How does God respond? After cursing both the serpent and the woman, God says to Adam,“Cursed is the ground because of you; In toil you will eat of it All the days of your life.” (Gen 3:17b)
Notice, Adam is not personally cursed; the ground is. The natural order of the earth is corrupted in response to the sin of Adam. According to Romans 8:20, the creation “was subjected to futility.” Why? So that the natural order of the world would provide for us an illustration of how horrible it is to rebel against a holy God. John Piper describes it like this:
God disordered the natural world because of the disorder of the moral and spiritual world — that is, because of sin. In our present fallen condition, with our hearts so blinded to the exceeding wickedness of sin, we cannot see or feel how repugnant sin is. Hardly anyone in the world feels the abhorrent evil that our sin is.
Therefore, when we hear about young ones lost in a hurricane, a lunatic placing a bomb in a delivery package, or innocent lives cut short at a school, our first thought should not be about constitutional rights or insufficient aid. We must first consider our own sin.
Tragedies Call You to Repentance
Instead of seeing these calamities as an act of judgment on others, Jesus warns the crowds to “repent,” or they will “likewise perish” (v.3, 5). They are to consider their own sinfulness and are threatened with judgment that they may face for their own sins. Pilate’s murderous rampage and the tower’s fall were meant to impress on the crowds their own need to repent.
Once again, we learn disastrous events are illustrations. In a small way, they illustrate the wrath to come on sinners who have not trusted in Christ. Not only do these tragic events illustrate the ugliness of our sin, but they further illustrate the wrath to come if we do not repent. The lesson is simple: Judgment is coming, so repent immediately.

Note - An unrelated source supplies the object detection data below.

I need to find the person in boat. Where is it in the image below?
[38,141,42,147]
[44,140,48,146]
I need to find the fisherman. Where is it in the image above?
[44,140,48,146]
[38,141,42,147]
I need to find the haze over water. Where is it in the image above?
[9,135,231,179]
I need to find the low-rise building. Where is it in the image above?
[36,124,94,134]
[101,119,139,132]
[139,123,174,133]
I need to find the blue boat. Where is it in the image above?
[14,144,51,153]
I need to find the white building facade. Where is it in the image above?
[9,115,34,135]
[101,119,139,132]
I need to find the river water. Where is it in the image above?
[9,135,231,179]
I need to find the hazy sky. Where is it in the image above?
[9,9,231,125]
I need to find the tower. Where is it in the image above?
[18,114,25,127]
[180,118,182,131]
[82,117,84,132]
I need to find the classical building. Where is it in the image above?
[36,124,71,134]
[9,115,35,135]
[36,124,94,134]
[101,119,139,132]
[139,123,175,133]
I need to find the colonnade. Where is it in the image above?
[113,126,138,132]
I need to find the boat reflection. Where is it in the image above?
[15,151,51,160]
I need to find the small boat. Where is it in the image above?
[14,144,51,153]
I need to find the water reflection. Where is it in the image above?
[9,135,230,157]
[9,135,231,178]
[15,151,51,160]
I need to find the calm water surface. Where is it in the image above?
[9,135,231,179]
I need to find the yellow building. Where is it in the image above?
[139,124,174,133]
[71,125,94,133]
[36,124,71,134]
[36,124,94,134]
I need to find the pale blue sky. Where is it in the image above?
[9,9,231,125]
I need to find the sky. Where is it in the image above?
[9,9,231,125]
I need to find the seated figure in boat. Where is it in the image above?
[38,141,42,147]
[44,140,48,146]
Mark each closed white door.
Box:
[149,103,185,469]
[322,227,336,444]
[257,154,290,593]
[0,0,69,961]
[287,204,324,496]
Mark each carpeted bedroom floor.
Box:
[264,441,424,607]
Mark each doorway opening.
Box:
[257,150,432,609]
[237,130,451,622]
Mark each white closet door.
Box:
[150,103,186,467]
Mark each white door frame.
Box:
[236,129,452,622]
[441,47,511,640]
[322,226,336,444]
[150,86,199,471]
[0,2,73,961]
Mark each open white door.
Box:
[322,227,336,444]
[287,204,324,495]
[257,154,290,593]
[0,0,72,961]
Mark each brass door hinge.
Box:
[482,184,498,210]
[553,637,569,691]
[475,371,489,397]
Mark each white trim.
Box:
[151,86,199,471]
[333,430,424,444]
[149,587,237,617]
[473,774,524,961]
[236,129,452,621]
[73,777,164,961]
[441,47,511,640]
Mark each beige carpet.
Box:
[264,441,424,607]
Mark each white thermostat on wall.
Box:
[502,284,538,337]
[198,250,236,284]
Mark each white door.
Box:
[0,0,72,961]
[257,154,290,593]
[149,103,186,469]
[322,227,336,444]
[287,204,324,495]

Jesus follows up this warning with a short parable. In Luke 13:6-9, He tells the story of an unfruitful fig tree which had been barren for three years. The farmer’s frustration had reached a boiling point; “why does it even use up the ground?” Instead of removing the tree, the farmer decides to show patience for one more year. The man concludes, “and if it bears fruit next year, fine; but if not, cut it down.” (Luke 13:9)
God is patient, but God is just. In His mercy, He provides sinners time to repent. In His grace, God allows tragedy to be a warning about judgment rather than executing wrath on all sinners. Make no mistake; it is a mercy for sinners to be warned in this way. And yet He will not be patient forever. For those who ignore His kind warnings, they likewise will perish.
Tragedies Point to the Cross
The horrific events we see today certainly are disturbing. They cause a range of responses, from fear, to rage, to confusion, to sorrow. All are normal reactions. Therefore, it may seem that Jesus’ response is inappropriate. How can He be insensitive or cold in the midst of such calamity?
The truth is Jesus understands suffering. In fact, He understands it better than we do.
On the cross, Jesus suffered immensely more than anyone has ever suffered. The beating. The mocking. The wrath of God. In our suffering, we are heartbroken and sometimes feel abandoned by God. Jesus was forsaken by the Father (Mark 15:34). At the cross, Jesus was “crushed” (Isa 53:10) and become “accursed” (Gal 3:13) on behalf of sinners.
In His own death, Jesus rescued sinners from the destruction they deserve. He willingly suffered at the hands of sinners and under the wrath of God so that repentant sinners could avoid eternal suffering. Instead of wrath, the cross of Christ guarantees that believers will only and always be objects of God’s greatest affections (Rom 8:1, 32-39).
As a mercy, God allows tragedies to illustrate sin and serve as a warning to the unrepentant. Yet tragedies also point us back to the cross, where Christ died to rescue sinners from suffering forever.